Mathematics and DNA[an error occurred while processing this directive]
Dr. De Witt Sumners, Florida State University
DNA (deoxyribonucleic acid) is the blueprint for life. It can be viewed as two very long curves that are intertwined millions of times, linked to other curves, and subjected to four or five successive orders of coiling to convert it into a compact form for information storage. If one scales the cell nucleus up to the size of a basketball, the DNA inside scales to the size of thin fishing line, and 200 km of that fishing line are inside the nuclear basketball. Most cellular DNA is double-stranded (duplex), consisting of two linear backbones of alternating sugar and phosphorus. Attached to each sugar molecule is one of the four bases (nucleotides): A = adenine, T = thymine, C = cytosine, G = guanine. A ladder whose sides are the backbones and whose rungs are hydrogen bonds is formed by hydrogen bonding between base pairs, with A bonding only with T, and C bonding only with G. This ladder is twisted in a right-hand helical fashion, with an average and nearly constant pitch of approximately 10.5 base pairs per full helical twist. The local helical pitch of duplex DNA is determined by both the local base pair sequence and the cellular environment in which the DNA lives; if a DNA molecule is under stress, or constrained to live on the surface of a protein, or is being acted upon by an enzyme, the helical pitch can change.

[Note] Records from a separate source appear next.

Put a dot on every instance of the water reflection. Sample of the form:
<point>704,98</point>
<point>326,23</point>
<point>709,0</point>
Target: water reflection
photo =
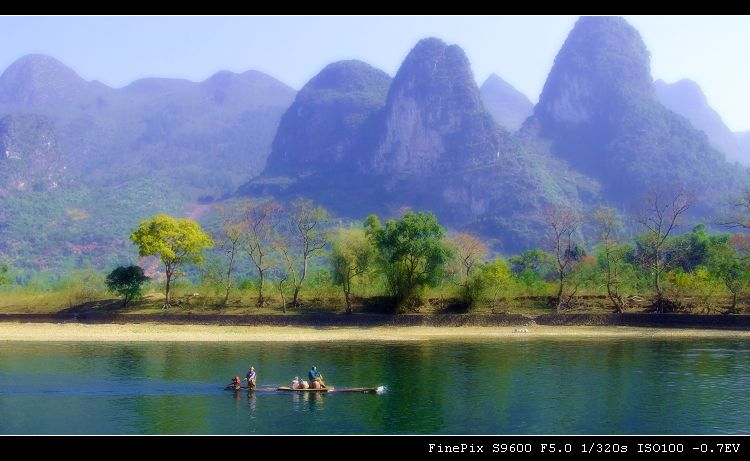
<point>308,401</point>
<point>540,386</point>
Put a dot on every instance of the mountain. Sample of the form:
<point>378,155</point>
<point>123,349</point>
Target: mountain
<point>743,139</point>
<point>686,98</point>
<point>509,107</point>
<point>321,128</point>
<point>35,81</point>
<point>599,113</point>
<point>30,158</point>
<point>203,138</point>
<point>154,146</point>
<point>429,144</point>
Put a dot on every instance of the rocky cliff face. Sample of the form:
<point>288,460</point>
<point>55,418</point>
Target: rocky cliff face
<point>430,145</point>
<point>30,157</point>
<point>434,120</point>
<point>508,106</point>
<point>686,98</point>
<point>328,122</point>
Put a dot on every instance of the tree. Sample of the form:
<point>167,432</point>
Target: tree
<point>231,235</point>
<point>411,252</point>
<point>468,253</point>
<point>176,242</point>
<point>726,265</point>
<point>488,280</point>
<point>261,222</point>
<point>308,236</point>
<point>352,255</point>
<point>659,216</point>
<point>126,281</point>
<point>611,254</point>
<point>3,274</point>
<point>562,224</point>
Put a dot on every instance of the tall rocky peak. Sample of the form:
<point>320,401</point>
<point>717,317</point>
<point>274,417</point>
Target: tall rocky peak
<point>434,119</point>
<point>325,122</point>
<point>508,106</point>
<point>599,112</point>
<point>602,66</point>
<point>30,157</point>
<point>686,98</point>
<point>39,80</point>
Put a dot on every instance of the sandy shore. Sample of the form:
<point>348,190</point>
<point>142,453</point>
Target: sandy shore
<point>216,333</point>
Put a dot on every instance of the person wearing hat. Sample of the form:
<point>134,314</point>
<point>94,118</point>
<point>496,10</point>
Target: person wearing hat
<point>316,379</point>
<point>251,377</point>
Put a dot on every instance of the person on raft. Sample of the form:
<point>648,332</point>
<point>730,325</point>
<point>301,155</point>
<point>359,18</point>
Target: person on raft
<point>251,378</point>
<point>316,379</point>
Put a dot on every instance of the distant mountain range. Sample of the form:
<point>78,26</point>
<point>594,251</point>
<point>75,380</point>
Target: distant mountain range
<point>358,141</point>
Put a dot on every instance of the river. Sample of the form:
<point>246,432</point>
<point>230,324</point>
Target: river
<point>511,386</point>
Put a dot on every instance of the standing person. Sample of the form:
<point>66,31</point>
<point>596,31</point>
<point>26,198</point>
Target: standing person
<point>316,379</point>
<point>251,378</point>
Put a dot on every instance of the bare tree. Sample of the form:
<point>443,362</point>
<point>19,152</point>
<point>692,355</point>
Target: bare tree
<point>562,224</point>
<point>469,252</point>
<point>289,268</point>
<point>308,235</point>
<point>659,216</point>
<point>261,220</point>
<point>609,226</point>
<point>231,236</point>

The packing, twisting, and topological constraints all taken together mean that topological entanglement poses serious functional problems for DNA. This entanglement would interfere with (and be magnified by) the vital cellular life processes of replication, transcription, and recombination. For information retrieval and cell viability, some geometric and topological features must be introduced into the DNA, and others quickly removed. For example, the Crick-Watson helical twist of duplex DNA may require local unwinding in order to make room for a protein involved in transcription to attach to the DNA. The DNA sequence in the vicinity of a gene may need to be altered to include a promoter or repressor. During replication, the daughter duplex DNA molecules become entangled and must be disentangled in order for replication to proceed to completion. After the process is finished, the original DNA conformation must be restored. Some enzymes maintain proper geometry and topology by passing one strand of DNA through another by means of a transient enzyme-bridged break in one of the DNA strands. Other enzymes break the DNA apart and recombine the ends by exchanging them. The description and quantization of the three-dimensional structure of DNA and the changes in DNA structure due to the action of these enzymes have required the serious use of geometry and topology in molecular biology. This use of mathematics as an analytical and computational tool is essential because there are few ways to directly observe an enzyme in action.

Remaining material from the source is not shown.